With little or no interaction and few signals from legislative leaders that a new budget proposal may be on the horizon for FY 18-19, Governor Malloy today offered his fourth proposal to pay the state’s bills and balance the budget during the biennium.
The Governor’s new proposal would cut spending by a total of $144 million over the biennium, largely in the area of municipal grants, social services, and holdbacks. However, the proposed changes would maintain emergency relief to distressed municipalities by including a revised education aid formula that does not drastically shift money from wealthy communities to subsidize poorer ones.
Malloy said the goals of this proposal, which includes just numbers and line items with no narrative or detail, was to incorporate bipartisan ideas, cut controversial taxes and shrink the budget and the accompanying implementers down to their “essential parts.”
It is difficult to determine with this proposal if the Governor is seeking to accommodate the eight Democrats who crossed over and helped pass the GOP budget in the House and Senate recently (which he subsequently vetoed), or if he is attempting to attract sufficient votes on both sides of the aisle to finally pass a budget.
Retreat on taxes
The Governor’s 4.0 proposal retreats from the following controversial tax proposals, which have been bandied about for some time:
- A 49-cent surcharge on cell phone bills.
- A statewide property tax on second homes.
- A fee on fantasy sports betting.
- A 25-cent fee on ridesharing services such as Uber and Lyft.

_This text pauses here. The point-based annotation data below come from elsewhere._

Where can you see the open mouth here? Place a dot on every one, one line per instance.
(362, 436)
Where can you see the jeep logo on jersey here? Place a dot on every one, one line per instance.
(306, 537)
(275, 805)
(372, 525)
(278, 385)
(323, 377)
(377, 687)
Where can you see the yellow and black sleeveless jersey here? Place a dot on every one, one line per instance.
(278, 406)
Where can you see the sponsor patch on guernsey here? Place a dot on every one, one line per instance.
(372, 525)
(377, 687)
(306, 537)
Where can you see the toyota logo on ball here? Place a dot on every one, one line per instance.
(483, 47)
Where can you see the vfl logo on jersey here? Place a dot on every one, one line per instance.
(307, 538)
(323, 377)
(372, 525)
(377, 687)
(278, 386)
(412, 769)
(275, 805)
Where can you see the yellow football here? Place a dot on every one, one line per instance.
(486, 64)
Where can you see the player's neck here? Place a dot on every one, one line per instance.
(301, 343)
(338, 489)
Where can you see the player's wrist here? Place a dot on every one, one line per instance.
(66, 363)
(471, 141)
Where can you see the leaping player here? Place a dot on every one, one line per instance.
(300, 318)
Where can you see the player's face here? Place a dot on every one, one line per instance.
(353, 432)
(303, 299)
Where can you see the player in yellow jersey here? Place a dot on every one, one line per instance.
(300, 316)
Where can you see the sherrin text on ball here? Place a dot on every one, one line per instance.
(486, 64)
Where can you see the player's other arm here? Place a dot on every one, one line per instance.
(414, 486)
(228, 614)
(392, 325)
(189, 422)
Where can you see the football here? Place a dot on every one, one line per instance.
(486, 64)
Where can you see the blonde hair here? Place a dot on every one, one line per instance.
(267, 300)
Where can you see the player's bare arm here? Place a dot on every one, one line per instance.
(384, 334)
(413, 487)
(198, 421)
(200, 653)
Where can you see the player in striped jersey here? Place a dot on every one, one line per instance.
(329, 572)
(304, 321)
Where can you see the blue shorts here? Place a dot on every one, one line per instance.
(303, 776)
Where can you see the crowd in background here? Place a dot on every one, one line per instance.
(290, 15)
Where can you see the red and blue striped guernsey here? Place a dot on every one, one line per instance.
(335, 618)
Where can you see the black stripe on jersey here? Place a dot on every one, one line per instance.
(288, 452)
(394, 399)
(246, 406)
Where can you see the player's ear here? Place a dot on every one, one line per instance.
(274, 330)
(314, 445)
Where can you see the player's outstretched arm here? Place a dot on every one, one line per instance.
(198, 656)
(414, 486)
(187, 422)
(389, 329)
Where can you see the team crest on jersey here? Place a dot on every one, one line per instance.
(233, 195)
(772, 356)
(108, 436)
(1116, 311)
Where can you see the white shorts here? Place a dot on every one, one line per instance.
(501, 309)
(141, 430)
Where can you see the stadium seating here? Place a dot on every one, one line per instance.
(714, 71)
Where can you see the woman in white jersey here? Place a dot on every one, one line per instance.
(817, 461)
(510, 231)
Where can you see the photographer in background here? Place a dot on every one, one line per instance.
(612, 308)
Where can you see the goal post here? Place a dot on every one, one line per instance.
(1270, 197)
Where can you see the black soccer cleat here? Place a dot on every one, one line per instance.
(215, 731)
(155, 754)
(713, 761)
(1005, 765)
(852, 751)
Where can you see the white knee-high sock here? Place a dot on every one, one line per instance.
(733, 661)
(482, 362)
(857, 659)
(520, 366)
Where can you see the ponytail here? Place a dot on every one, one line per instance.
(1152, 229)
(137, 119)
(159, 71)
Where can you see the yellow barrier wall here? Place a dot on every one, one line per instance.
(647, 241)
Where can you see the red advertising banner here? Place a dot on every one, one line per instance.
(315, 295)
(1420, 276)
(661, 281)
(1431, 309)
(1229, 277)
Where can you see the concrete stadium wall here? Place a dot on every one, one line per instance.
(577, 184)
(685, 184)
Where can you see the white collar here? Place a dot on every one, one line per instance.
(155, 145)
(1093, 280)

- Cancellation of $30 million in tax breaks, rather than $50 million as proposed previously, to be determined in FY 19.
- He also abandoned a criminal-justice reform that would have expanded a youthful offender program to save young adults from criminal records. The measure was opposed by at least one of the Senate Democrats who voted against the September plan.
- Reduce Earned Income Tax Credit from 25% to 23%.
Additionally, the Governor’s latest proposal would shift increased DMV fees from the General Fund to the Special Transportation Fund, and reduce transfers from the Green Bank, among other things.
Education, other spending reductions
The administration’s newest plan would reduce the Education Cost Sharing grant by about 6% in FY 18, hitting mostly affluent and middle-income communities. This is a major revision to previous proposals, which many felt were too draconian.
The Governor’s plan also would require towns to pick up a portion of their teachers’ retirement costs currently paid for by the state. This issue has been a lightning rod for many legislators and towns across the state.
On the transportation front, the proposal would eliminate the CT Transportation Finance Authority created during the 2017 legislative session.
Governor Malloy has been operating the state by executive order for more than 3 months absent a budget agreement. Fiscal analysts predict that state finances, unless revised, will run $1.6 billion in the red in FY 18 and $1.9 billion in FY 19.
“We appreciate Governor Malloy’s offering of a revised budget plan and will, of course, examine it in some detail as it appears to contain some elements of our previous proposals,” House Minority Leader Themis Klarides, R-Derby, said. “However, we remain focused on our own budget negotiations with our Democratic colleagues.”
Malloy unveiled his first plan for the biennium on Feb. 8, following with revised two-year plans on May 15 and Sept. 8. The Sept. 8 proposal led to a compromise budget negotiated by the administration and Democratic legislative leadership, but the budget was rejected and a GOP-crafted plan was adopted in mid-September when 8 Democrats defected – 3 in the Senate and 5 in the House. The Governor ultimately vetoed that budget, which brings us to the present standstill.
Hope springs eternal that something will give.